Chesney had his gun out and snapped a shot. The bolt blew off two of the creature’s legs, and it shrilled agony and rage.

It reared, segmented body towering over Wolfe.

He
felt
for its brain, found nothing but raw savagery as his pistol came up, fired twice, and dove away as the creature screeched once more, and came down. He put another bolt, then a third into its side as it writhed, then, forcing himself to stay calm, aimed and blew its single eye into spattering gore.

The nightmare flailed and thrashed about.

“Get around it,” Wolfe shouted, and Chesney, moving very fast for a man of his size, pushed through the brush to the uphill side.

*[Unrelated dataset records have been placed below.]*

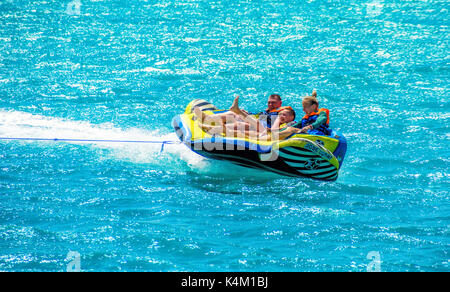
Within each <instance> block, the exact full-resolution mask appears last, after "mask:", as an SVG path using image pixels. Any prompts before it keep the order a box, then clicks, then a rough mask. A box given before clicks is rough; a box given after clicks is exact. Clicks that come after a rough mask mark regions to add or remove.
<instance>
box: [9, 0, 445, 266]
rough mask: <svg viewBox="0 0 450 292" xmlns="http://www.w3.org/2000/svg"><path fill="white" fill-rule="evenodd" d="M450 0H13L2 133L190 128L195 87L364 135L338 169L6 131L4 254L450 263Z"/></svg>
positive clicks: (9, 18)
mask: <svg viewBox="0 0 450 292" xmlns="http://www.w3.org/2000/svg"><path fill="white" fill-rule="evenodd" d="M449 9H450V5H449V2H448V1H446V0H428V1H425V0H422V1H418V0H416V1H406V0H402V1H400V0H370V1H367V0H363V1H361V0H348V1H336V0H309V1H305V0H289V1H275V0H265V1H251V0H245V1H243V0H236V1H231V0H229V1H225V0H213V1H206V0H164V1H162V0H161V1H158V0H133V1H131V0H130V1H124V0H114V1H113V0H95V1H94V0H61V1H42V0H37V1H25V0H0V137H1V138H14V137H34V138H51V139H53V138H70V139H77V138H78V139H121V140H148V141H176V140H177V137H176V135H175V134H174V132H173V129H172V128H171V119H172V118H173V117H174V116H175V115H177V114H180V113H182V112H183V111H184V108H185V107H186V105H187V104H188V103H189V102H190V101H191V100H193V99H195V98H202V99H206V100H208V101H210V102H212V103H214V104H215V105H216V106H217V107H219V108H228V107H229V106H230V104H231V102H232V99H233V97H234V96H235V95H240V96H241V104H242V107H243V108H245V109H247V110H249V111H260V110H264V109H265V107H266V101H267V97H268V96H269V95H270V94H272V93H278V94H280V95H281V96H282V98H283V104H284V105H291V106H293V107H294V108H295V109H296V110H297V115H298V116H300V117H301V116H302V108H301V98H302V97H303V96H305V95H308V94H310V93H311V92H312V90H313V89H316V90H317V92H318V95H319V101H320V105H321V107H326V108H328V109H330V111H331V126H332V127H333V128H335V129H337V130H339V131H340V132H342V133H344V135H345V136H346V137H347V139H348V144H349V147H348V151H347V156H346V158H345V161H344V164H343V167H342V169H341V171H340V174H339V178H338V180H337V181H336V182H320V181H314V180H310V179H301V178H286V177H282V176H278V175H275V174H270V173H266V172H260V171H256V170H249V169H246V168H242V167H239V166H234V165H232V164H228V163H226V162H218V161H212V160H208V159H206V158H203V157H201V156H198V155H197V154H195V153H193V152H191V151H190V150H189V149H188V148H187V147H185V146H184V145H165V147H164V149H163V152H162V153H161V145H159V144H136V143H135V144H132V143H100V142H98V143H81V142H72V143H67V142H66V143H64V142H48V141H47V142H45V141H10V140H1V141H0V271H67V270H80V271H269V272H270V271H364V272H365V271H382V272H384V271H386V272H388V271H447V272H448V271H450V254H449V253H450V229H449V225H450V201H449V199H450V197H449V189H450V183H449V182H450V181H449V176H450V175H449V166H450V163H449V162H450V143H449V142H450V131H449V124H450V98H449V97H450V86H449V77H450V76H449V75H450V74H449V73H450V65H449V63H450V59H449V51H450V48H449V41H450V34H449V32H450V30H449V26H448V25H449V23H450V22H449V15H450V14H449Z"/></svg>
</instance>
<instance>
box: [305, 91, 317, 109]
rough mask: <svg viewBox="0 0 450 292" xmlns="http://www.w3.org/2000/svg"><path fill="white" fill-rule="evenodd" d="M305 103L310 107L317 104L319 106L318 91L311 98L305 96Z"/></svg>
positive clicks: (308, 96)
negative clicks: (318, 100)
mask: <svg viewBox="0 0 450 292" xmlns="http://www.w3.org/2000/svg"><path fill="white" fill-rule="evenodd" d="M303 101H306V102H307V103H308V104H309V105H313V104H316V105H317V106H319V101H318V100H317V91H316V90H314V91H313V93H312V94H311V96H305V97H304V98H303Z"/></svg>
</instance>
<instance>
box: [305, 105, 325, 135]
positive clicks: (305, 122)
mask: <svg viewBox="0 0 450 292" xmlns="http://www.w3.org/2000/svg"><path fill="white" fill-rule="evenodd" d="M321 112H325V113H326V114H327V121H326V123H324V124H322V125H320V127H318V128H317V129H312V130H309V131H308V134H310V135H326V136H329V135H330V134H331V129H330V111H329V110H328V109H326V108H321V109H319V110H318V111H317V112H313V113H311V114H309V115H305V116H304V117H303V119H302V121H301V127H302V128H304V127H306V126H309V125H312V124H313V123H314V122H315V121H316V120H317V118H318V117H319V115H320V113H321Z"/></svg>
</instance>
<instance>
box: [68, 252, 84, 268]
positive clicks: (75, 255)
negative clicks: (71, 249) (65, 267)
mask: <svg viewBox="0 0 450 292" xmlns="http://www.w3.org/2000/svg"><path fill="white" fill-rule="evenodd" d="M66 261H69V263H68V264H67V267H66V271H67V272H81V255H80V253H79V252H77V251H69V252H68V253H67V257H66Z"/></svg>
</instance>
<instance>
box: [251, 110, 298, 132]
mask: <svg viewBox="0 0 450 292" xmlns="http://www.w3.org/2000/svg"><path fill="white" fill-rule="evenodd" d="M285 109H291V110H292V107H290V106H281V107H279V108H276V109H273V110H270V111H269V109H267V110H266V111H264V112H262V113H259V114H258V118H259V119H260V120H261V121H262V122H263V123H264V124H265V126H267V127H268V128H271V127H272V124H273V122H275V120H276V119H277V116H278V113H279V112H281V111H282V110H285Z"/></svg>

“Come on,” Wolfe ordered, and the two men went uphill at a run.

The creature’s death agonies — if that was what they were — continued as they pushed on.

“Gods — no. That thing doesn’t deserve a god,” Chesney said. “What was it? That taradny or tarafny you were reading about? We should’ve looked at the holo.”

“Hell if I know,” Wolfe said. “But I surely don’t want to run into its big brother if it isn’t.”

Chesney nodded.

“I — notice,” Wolfe managed, “you’re not panting any more.”

“Too — scared.”

• • •

“Can we build a fire?” Chesney asked. “I assume you know how to rub two wet sticks together, and all that woodsy lore.”

It was dusk, and they’d just finished another ration pak. They’d crested the ridge an hour earlier, and Wolfe had found a campsite on the far side, where a spring began the long run down into the valley below.